Everything we’ve done so far is fairly straightforward. A much fancier

method of time series forecasting is the **ARIMA** method. Such a model

consists of several parts – first the **autoregressive** (AR) piece

takes weighted sums of some number of previous observations (we can

think of this as a much more general version of the naive method we

looked at above). The next piece is the **integrated** (I) piece, which

takes difference of the series to force it to have nicer statistical

properties. Finally, there’s the **moving average** (MA) piece, which

takes weighted sums of white-noise errors of previous terms. If we

combine these all together (plus seasonal analogues of these), we get a

general ARIMA model.

This might seem like a lot to deal with, but luckily the **forecast**

package in R has a function that computes such a model for you.

```
train <- window(avgts, end=c(2017,12))
trainmodel <- auto.arima(train)
trainmodel
## Series: train
## ARIMA(2,0,2)(1,1,0)[12] with drift
##
## Coefficients:
## ar1 ar2 ma1 ma2 sar1 drift
## -0.0746 0.7579 0.3338 -0.6444 -0.4218 0.0024
## s.e. 0.0828 0.0689 0.0992 0.0944 0.0524 0.0345
##
## sigma^2 estimated as 23.15: log likelihood=-931.66
## AIC=1877.31 AICc=1877.68 BIC=1903.51
```

Let’s break down what this means: the (2,0,2) means the fit model has 2

AR terms, 0 differences (the I part of the model), and 2 MA terms. The

(1,1,0) piece corresponds to the *seasonal* ARIMA terms – one AR term,

and one difference. The [12] indicates the seasonality – since there

are 12 months in a year, this is the natural choice. Finally, the model

incorporates slight drift – a trend in the data. The coefficients and

standard errors for each pieces are then listed, as well as some

statistics about the fit of the model.

Let’s see how this model does at predicting for 2018:

```
fullmodel <- Arima(avgts,model=trainmodel)
arimaforecast <- tail(fullmodel$fitted,12)
arimaforecast
## Jan Feb Mar Apr May Jun Jul
## 2018 33.43440 41.00933 48.22833 58.20269 65.85530 82.51868 82.58382
## Aug Sep Oct Nov Dec
## 2018 82.65571 78.56760 65.93328 48.73150 30.35375
arimaMAE <- mean(abs(actual-arimaforecast))
arimaMAE
## [1] 4.729957
```

So this model outperforms the seasonal naive method, but not by much.

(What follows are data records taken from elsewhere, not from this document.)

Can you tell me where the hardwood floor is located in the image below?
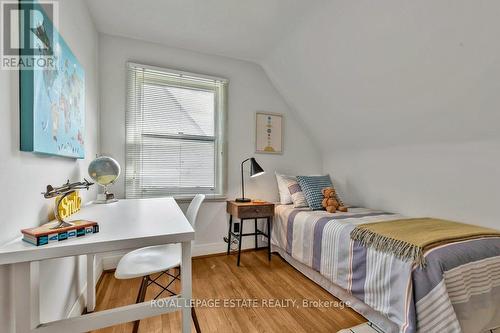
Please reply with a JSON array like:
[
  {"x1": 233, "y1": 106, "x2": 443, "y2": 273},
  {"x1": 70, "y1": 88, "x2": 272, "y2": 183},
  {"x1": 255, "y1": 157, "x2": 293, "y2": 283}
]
[{"x1": 91, "y1": 251, "x2": 366, "y2": 333}]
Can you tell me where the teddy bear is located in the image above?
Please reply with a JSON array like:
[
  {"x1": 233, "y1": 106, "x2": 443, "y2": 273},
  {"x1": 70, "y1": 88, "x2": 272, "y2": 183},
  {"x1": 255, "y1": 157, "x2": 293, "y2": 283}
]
[{"x1": 321, "y1": 187, "x2": 347, "y2": 213}]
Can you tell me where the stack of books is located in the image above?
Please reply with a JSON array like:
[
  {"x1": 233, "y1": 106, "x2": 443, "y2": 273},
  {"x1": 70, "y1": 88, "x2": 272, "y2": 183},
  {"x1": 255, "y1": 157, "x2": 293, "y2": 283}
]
[{"x1": 21, "y1": 220, "x2": 99, "y2": 246}]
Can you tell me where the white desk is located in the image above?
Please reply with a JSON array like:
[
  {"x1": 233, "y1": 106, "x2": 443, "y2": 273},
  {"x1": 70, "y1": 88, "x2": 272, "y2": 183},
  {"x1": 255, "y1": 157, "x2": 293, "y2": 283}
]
[{"x1": 0, "y1": 198, "x2": 194, "y2": 333}]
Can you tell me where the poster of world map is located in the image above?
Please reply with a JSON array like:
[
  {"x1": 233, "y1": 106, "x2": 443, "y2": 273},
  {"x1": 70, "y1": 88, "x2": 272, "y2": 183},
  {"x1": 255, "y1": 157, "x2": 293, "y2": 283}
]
[{"x1": 20, "y1": 0, "x2": 85, "y2": 158}]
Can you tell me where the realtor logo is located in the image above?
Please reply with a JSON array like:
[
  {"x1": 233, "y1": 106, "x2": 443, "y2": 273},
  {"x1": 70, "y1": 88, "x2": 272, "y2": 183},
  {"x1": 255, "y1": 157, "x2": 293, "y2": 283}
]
[{"x1": 0, "y1": 1, "x2": 58, "y2": 70}]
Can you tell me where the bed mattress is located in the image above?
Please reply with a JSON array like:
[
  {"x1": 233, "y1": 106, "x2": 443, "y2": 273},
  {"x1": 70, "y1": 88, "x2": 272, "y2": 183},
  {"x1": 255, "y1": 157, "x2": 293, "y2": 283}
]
[{"x1": 271, "y1": 205, "x2": 500, "y2": 333}]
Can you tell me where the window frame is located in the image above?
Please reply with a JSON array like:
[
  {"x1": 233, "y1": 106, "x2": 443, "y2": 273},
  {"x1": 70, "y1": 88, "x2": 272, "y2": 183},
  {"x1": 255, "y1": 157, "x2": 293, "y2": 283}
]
[{"x1": 125, "y1": 62, "x2": 229, "y2": 200}]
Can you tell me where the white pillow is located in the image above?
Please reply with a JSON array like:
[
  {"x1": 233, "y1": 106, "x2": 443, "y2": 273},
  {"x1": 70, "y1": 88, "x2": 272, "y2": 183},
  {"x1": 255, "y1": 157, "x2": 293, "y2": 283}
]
[{"x1": 275, "y1": 172, "x2": 296, "y2": 205}]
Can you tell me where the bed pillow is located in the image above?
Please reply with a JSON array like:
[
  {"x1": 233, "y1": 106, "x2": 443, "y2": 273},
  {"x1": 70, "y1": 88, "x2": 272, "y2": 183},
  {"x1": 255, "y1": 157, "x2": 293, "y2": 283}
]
[
  {"x1": 275, "y1": 172, "x2": 296, "y2": 205},
  {"x1": 283, "y1": 176, "x2": 308, "y2": 208},
  {"x1": 297, "y1": 175, "x2": 333, "y2": 210}
]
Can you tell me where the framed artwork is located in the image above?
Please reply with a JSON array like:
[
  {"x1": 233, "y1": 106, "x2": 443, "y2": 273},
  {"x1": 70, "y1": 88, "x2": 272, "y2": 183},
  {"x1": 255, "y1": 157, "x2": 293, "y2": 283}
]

There’s definitely a tradeoff between the simplicity of the model and

making marginal gains that is problem dependent.

That does it for this brief intro to forecasting. It is a topic that

certainly will come up again in future blog posts. If you want to learn

more about what was covered here (plus a plethora of other topics in

this space), a good reference is Forecasting: Principles and

Practices by Rob J Hyndman and George

Athanasopoulos, which is available freely online.